The first port of call for a struggling club is always to take a magnifying glass to the manager. Portsmouth, Burnley and Hull City (all below West Ham, incidentally) have replaced their managers in Zola’s tenure alone. With the changing ownership and flagrant public comments regarding the team it looked damningly like the co-owners were forcing Zola’s hand into resignation. The off field furore unnecessarily amped up the pressure and scrutiny on both players and manager, which for a struggling club translates into a hopeless climb against every adversary…including itself.

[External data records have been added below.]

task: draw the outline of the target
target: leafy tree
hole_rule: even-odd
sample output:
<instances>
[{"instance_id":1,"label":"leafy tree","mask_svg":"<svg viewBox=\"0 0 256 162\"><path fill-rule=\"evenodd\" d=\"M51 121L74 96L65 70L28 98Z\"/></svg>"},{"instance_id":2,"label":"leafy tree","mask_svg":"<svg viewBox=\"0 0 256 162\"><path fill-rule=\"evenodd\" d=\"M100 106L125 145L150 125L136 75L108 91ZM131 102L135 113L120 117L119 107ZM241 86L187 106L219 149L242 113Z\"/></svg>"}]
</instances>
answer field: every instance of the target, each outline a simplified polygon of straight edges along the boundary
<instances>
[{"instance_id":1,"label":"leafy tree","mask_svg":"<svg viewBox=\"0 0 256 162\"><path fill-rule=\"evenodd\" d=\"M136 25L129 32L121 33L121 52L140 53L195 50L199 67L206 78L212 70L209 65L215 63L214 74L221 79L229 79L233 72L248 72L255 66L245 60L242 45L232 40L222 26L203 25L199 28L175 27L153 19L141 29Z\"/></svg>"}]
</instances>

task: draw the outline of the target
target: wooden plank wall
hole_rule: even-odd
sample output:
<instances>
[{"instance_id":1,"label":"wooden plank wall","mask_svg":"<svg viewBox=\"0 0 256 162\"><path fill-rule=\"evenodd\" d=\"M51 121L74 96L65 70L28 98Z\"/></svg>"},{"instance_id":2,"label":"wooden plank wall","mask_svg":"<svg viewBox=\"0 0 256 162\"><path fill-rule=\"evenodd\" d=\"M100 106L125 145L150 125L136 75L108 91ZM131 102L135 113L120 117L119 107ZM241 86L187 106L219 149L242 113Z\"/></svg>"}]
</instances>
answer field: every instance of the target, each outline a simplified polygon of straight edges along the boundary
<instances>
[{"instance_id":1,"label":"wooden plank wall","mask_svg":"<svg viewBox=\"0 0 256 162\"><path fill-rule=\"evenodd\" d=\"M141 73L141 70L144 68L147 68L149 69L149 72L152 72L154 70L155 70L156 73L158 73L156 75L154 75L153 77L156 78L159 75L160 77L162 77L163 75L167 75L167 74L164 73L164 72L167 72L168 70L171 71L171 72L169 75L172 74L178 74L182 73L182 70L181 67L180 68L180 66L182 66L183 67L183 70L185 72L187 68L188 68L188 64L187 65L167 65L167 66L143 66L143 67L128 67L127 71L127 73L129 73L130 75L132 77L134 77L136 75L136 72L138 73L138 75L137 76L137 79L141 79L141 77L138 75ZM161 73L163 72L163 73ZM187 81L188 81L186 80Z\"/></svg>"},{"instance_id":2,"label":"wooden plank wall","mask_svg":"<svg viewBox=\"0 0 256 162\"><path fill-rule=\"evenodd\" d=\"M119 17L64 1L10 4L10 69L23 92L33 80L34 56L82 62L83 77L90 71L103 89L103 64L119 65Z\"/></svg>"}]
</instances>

These factors definitely contribute heavily in any football club’s consistent decline but the media’s singular focus on the management of a team sometimes render the players’ culpability a distant second when in fact it should, at the very least, be on an equal plane.
Zola’s management reaped success as he led the Hammers to a top ten finish last term yet this year their difficulties came as a shock. The spine of the team consists of a talented group of England internationals: Robert Green, Matthew Upson, Scott Parker and Carlton Cole. Couple this with the emerging talents of players such as James Tomkins, Jack Collison and Junior Stanislas and it is clear to see that, given experience and guidance, the future for the club is bright. Then how to explain the conundrum of diabolical away form throughout the season and inconsistent home performances? I would like to use Alessandro Diamanti at this juncture as a microcosm for the entire club’s plight. The Italian has the kind of temperamental ability that captivated Hammers’ fans less than a decade ago when another recalcitrant Italian inspired so many memorable moments for this league. I am not blindly subscribing to the superficial resonances between the players however their similarity is symptomatic of West Ham’s charms and its failing. When on song, Diamanti possesses a brash creativity and harmonic left foot. But when blowing cold, which he does as often as hot, he is a player that frustrates and at times this season the Upton Park faithful have been visibly exasperated. How to gain equilibrium from such a situation is to do as Zola has done and be resilient: trust himself and his players and eventually the moment arises – as it did against Wigan – where the players’ responsibility to their manager and their fans united the talents that they obviously possess.
This is not to say that the squad does not need strengthening. The centre of midfield is in need of a player to compliment the ability of Parker as Radoslav Kovac is not someone who has the quality to do so. The likes of Franco, McCarthy, and Mido are frustrating examples of football’s inhering enigmas: their attributes make it understandable why Zola brought them into the fold yet their output leaves much to be desired. Again, it is an example of individuals in the team not performing to a level that their responsibility should demand. However despite any analysis we can offer in retrospect the truth remains that West Ham were in the relegation battle because they deserved to be; manager and players alike.
Sometimes even though the talents are evident and the manager capable a team simply does not perform. At these moments it’s possibly easier to articulate the team’s strength and weakness with regards to an individual who, I feel, epitomises each; in this case it is Diamanti. Needless to say the player – like the team – has evident qualities but it is tempering this with a responsibility to perform that provides West Ham’s conundrum.